With every trip a little bit of you is left behind, and a little bit of the place stays with you forever. I took a lot of Japan in and left a lot behind. I felt lost the entire time - not understanding the culture or language - but in that feeling, I let go of myself to experience this place fully.
I loved every single second.
I got back a little over a month ago. It should feel like a distant memory, yet I can’t get it out of my head. I can no longer look at a toilet, train, or sidewalk the same way. No sushi will taste as good or cup of tea shake me as deep as the ones I drank in Japan.
I caught myself mesmerized, in tears even, questioning everything and wondering if any of it was real. If I close my eyes, I can taste every single bite I had, from the 7-eleven onigiri to the most expensive traditional Japanese kaiseki dinner: the tea ceremony surreal, the omakase dinner at Bar Yasuda intimate and delicious, the cocktail tasting menu at Gen Yamamoto mouthwatering, and the yakitori at Piss Alley and Golden Gai smoky and decadent.

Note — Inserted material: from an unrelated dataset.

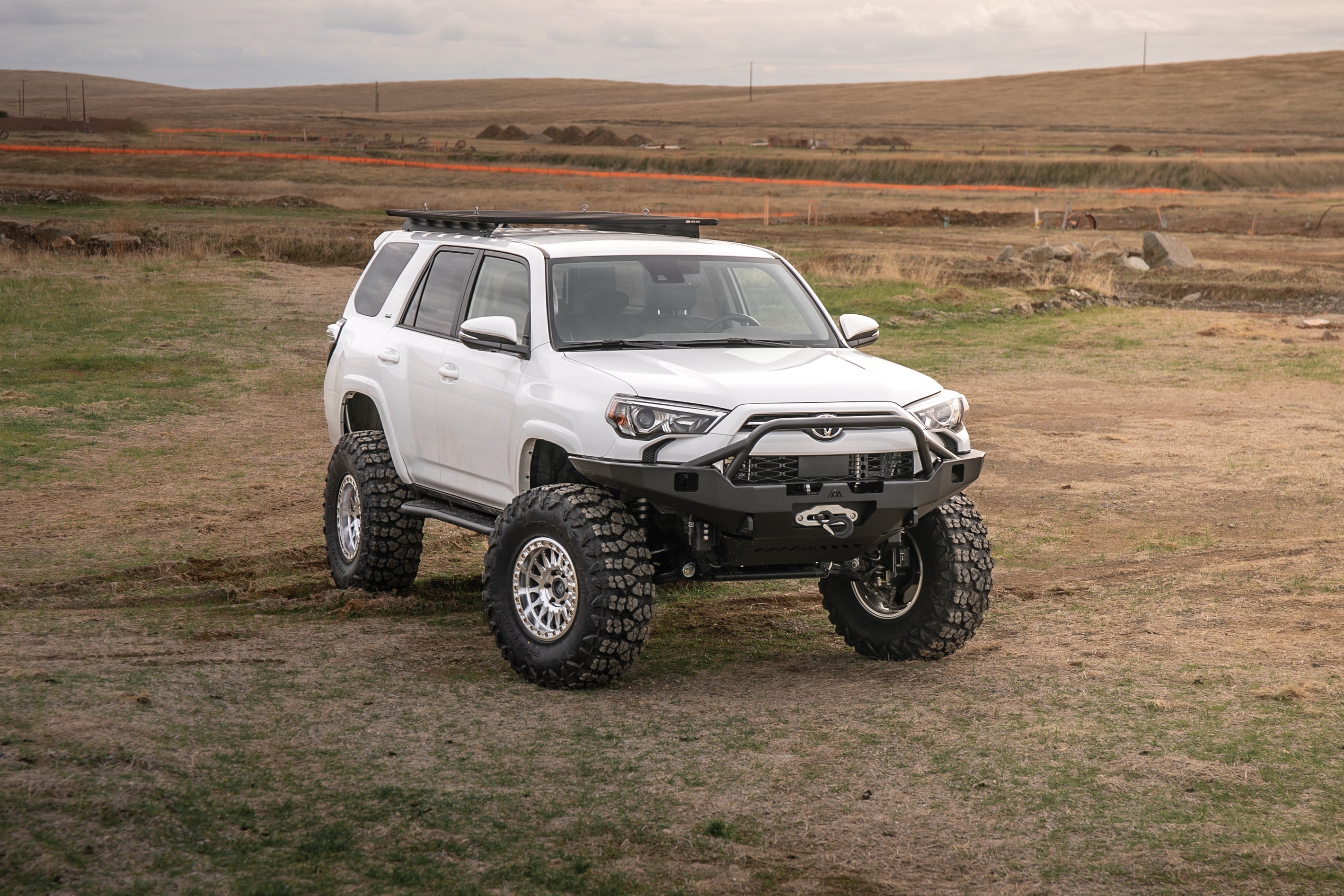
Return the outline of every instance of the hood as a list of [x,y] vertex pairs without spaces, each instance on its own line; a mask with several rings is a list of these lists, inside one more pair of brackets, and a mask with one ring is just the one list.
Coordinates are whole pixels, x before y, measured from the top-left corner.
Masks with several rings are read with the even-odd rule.
[[570,360],[620,377],[641,398],[708,404],[895,402],[941,387],[907,367],[855,349],[669,348],[570,352]]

In the West, we are constantly encouraged to try it all, do a lot of littles and experience more. Here, we can eat pizza, a burger, and sushi in one meal if we want to. Freedom is good, but it also dilutes and renders everything good enough. We get by. We have it easy. We are impatient. We are selfish. In Japan, life seems the exact opposite. Patience is the key to success and work is more important than leisure. Perfecting a craft seems like the end goal, everything else is just a treat to enjoy the long, dedicated, arduous, yet amazing ride that leads to beauty. I am not sure one way is better than the other, yet it is very hard not to admire the Japanese ways. Their appreciation and deep knowledge of craft, architecture design, and food.
While there, I imagined myself splitting into a million people and experience alternate lives, each focusing on a single craft and dedicating myself to perfecting it. I revered the lives of the bartender, the sushi chef, the carpenter, and the furniture designer as aspirational, both so simple and so complex, so isolated yet part of a bigger picture. I wanted to be all of them, I did what a Westerner does, wanting to experience it all and missing the point all together.

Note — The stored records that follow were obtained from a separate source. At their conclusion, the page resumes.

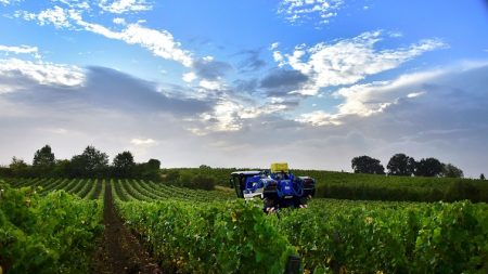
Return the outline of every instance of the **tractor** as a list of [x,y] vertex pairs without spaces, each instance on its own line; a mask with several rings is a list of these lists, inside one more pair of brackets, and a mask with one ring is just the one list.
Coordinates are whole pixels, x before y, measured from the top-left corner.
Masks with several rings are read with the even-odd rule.
[[262,199],[266,212],[307,207],[307,200],[316,194],[316,181],[295,177],[286,162],[271,164],[270,170],[232,172],[230,184],[240,198]]

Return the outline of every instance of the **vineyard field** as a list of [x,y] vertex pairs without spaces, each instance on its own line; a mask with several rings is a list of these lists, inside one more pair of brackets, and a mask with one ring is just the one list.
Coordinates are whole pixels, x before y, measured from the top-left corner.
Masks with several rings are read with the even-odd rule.
[[[164,169],[162,172],[163,177],[171,172],[178,172],[180,175],[203,174],[214,178],[219,185],[229,186],[229,174],[236,170],[235,168],[180,168]],[[474,203],[488,203],[488,182],[483,180],[391,177],[300,169],[292,170],[292,172],[296,175],[313,178],[317,181],[316,197],[319,198],[406,201],[470,199]]]
[[260,201],[245,204],[229,192],[143,180],[9,184],[35,187],[39,199],[61,188],[91,203],[100,203],[107,186],[126,225],[163,269],[176,273],[283,273],[292,255],[299,255],[303,271],[312,273],[488,271],[484,203],[317,198],[307,209],[267,216]]
[[[38,181],[29,181],[37,184]],[[87,273],[103,230],[101,200],[0,182],[0,268],[7,273]]]

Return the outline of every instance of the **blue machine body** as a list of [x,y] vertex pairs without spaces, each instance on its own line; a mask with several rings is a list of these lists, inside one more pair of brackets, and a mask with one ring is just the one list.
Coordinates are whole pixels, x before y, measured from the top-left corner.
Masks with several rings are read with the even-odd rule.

If I am doing a terrible job at describing this place it is because it is so foreign, so surreal, and so magnificent. Words cannot describe it unless you are a part of it.
This is an attempt at sharing the breakfast I had while staying up in the mountains of Nagano with my good friend Sheyen: white rice, miso soup, vegetables, furikake. The trick here is to waste nothing. (PROTIP: use the cooking water as base for the miso soup; it adds flavor and complexity)
This minimal and oh, so Japanese meal perfect for breakfast, lunch, and dinner. But what do I know, I am just a foreigner, lost in translation, trying to make a sense of it all, five weeks after visiting the most beautiful, complex, mystifying place on earth.
You have to see it, take a look with the eyes of a child and witness how much bigger than you this place is.
A Simple Fall Japanese Breakfast
While there are a few steps to making this meal, it is fairly effortless and straightforward. Get good miso paste and good furikake. The combination of belly warming soup, white rice, and a vegetables is delicious, satisfying and full of umami.
- 1 cup medium grain white rice
- 1 cup of water, plus more for rinsing
- pinch of salt
- Place rice in a large bowl with enough water to cover. Using clean hands shake the rice, rinse and repeat a couple of times until water runs clean.
- Transfer rice to a small pot with 1 cup of water and a pinch of salt over medium-high heat.
- Bring to a boil, then reduce to medium-low. Cook, uncovered until most of the water is absorbed. Then, cover and cook for another 15-20 minutes, or until tender and translucent.
- As the rice cooks, start cooking the vegetables and miso soup.
- ¼ small butternut squash, or more if you want to save for later use.
- 2-3 cups water
- 1 drizzle olive oil
- 1 small handful fresh herbs of choice for garnish, such as fennel fronds, cilantro, parsley, or chives
- Using a sharp knife, cut butternut squash in half, then into quarters. Cut one of the quarters into thin, 1/2” slices. Save the rest for later use.
- Place water in a large pot. Bring to a boil, then add the butternut squash slices.
- Cook over high heat for 10 minutes, or until fork tender.
- Remove the squash from the water, and onto a plate with a towel to absorb excess water. Set aside unti Ready to serve.
- Reserve the cooking water for the miso soup. It adds a mild sweetness and a lot of flavor.
- Cooking water
- 3 tablespoons gluten-free miso paste, I have been using one made by a farmer in Nagano, but there are lots of great brands.
- 1 cup mushrooms, button, porcini, or enoki
- Cut mushrooms into bite size pieces, then add to the pot with cooking water with the miso paste.
- Bring to a boil, then simmer for five minutes. Set aside until ready to serve.
Spoon rice into a small bowl. Add butternut squash and a few fresh herbs. Sprinkle with furikake (this is my favorite Japanese brand based in Nagano). Spoon hot miso soup into a mug. Serve together. Itadakimas!